リヤから見た車体下面。フロントサスペンションはストラット、リヤはマルチリンクです。きっと「サスペンションウォッチング」で取り上げてくれることでしょう。
さて、プレマシーのシートなど、マツダ車の使い勝手アイテムに欠かせない(?)忍者屋敷アイテムのような“KARAKURI(カラクリ)”シリーズですが、このCX-5に搭載されたのは「カラクリトノカバー」。
これはリヤゲートの開閉に連動して上下に動くトノカバーであります。つまり荷物の出し入れのたびにトノカバーを動かす必要がないというわけ。
これが「カラクリトノカバー」です。「殿カバー」にして「殿」シリーズも展開して欲しかったところです。

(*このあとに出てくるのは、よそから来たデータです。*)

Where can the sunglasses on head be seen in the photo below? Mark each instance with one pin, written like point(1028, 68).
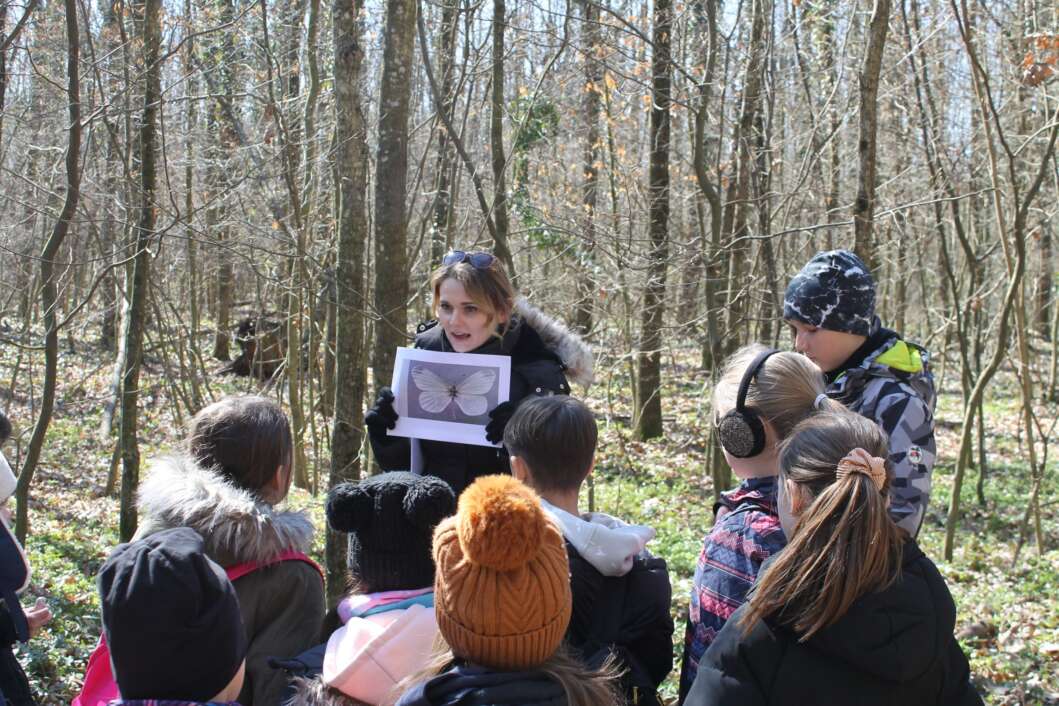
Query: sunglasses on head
point(480, 260)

そして不肖・タカハシが最も評価したのがドライビングポジション。これはもう「一度座ってみてください!!」とマツダのセールスマンでもないのに平伏してお願いいたします。
シート座面はヘナヘナな2本か3本の棒ではなく、きちんとSばねが入り、「む、こ、この剛性は?」と思って説明員の方に伺ったら、案の定、クッションクロスメンバーと称する部材が入っておりました。いや、アフォーダブルカーでは贅沢なシートです。

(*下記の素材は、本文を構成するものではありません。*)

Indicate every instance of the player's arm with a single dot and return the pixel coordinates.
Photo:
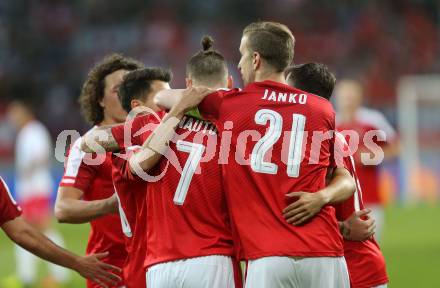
(69, 208)
(100, 140)
(359, 226)
(187, 98)
(307, 205)
(156, 144)
(35, 242)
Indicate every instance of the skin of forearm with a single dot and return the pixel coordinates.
(340, 187)
(77, 211)
(156, 144)
(166, 99)
(35, 242)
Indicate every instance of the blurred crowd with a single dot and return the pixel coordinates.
(47, 46)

そして10時10分を基本形とし、上でも下でもしっかりホールドできるステアリングホイールのデザインも秀逸。
思わず「これ、今すぐにでも走らせたいですっ!! 試乗したいですぅ~」と広報部の方を困らせに行ってしましました、はい。
ステアリングホイールはどこでも手になじむ秀逸なデザインです。秘密はこの曲面形状にあると思いますが、不肖・タカハシのアタマでは理屈を体系化できません。
そんなわけで本日、MZWの日記にもあるように編集部スタッフでCX-5を試乗して参りました。
その感想は、まさに「走る楽しさ--ZOOM-ZOOM」でございました。本当はそんなに小さくないはずなのですが、「お、これは完全にコントロールできるぞ」と思わせる操作感や思い通りにクルマがついてくる感覚など「かなり造り込んだなぁ」という印象でございます。
久々に「もうちょっと乗っていたいな」と思った1台です。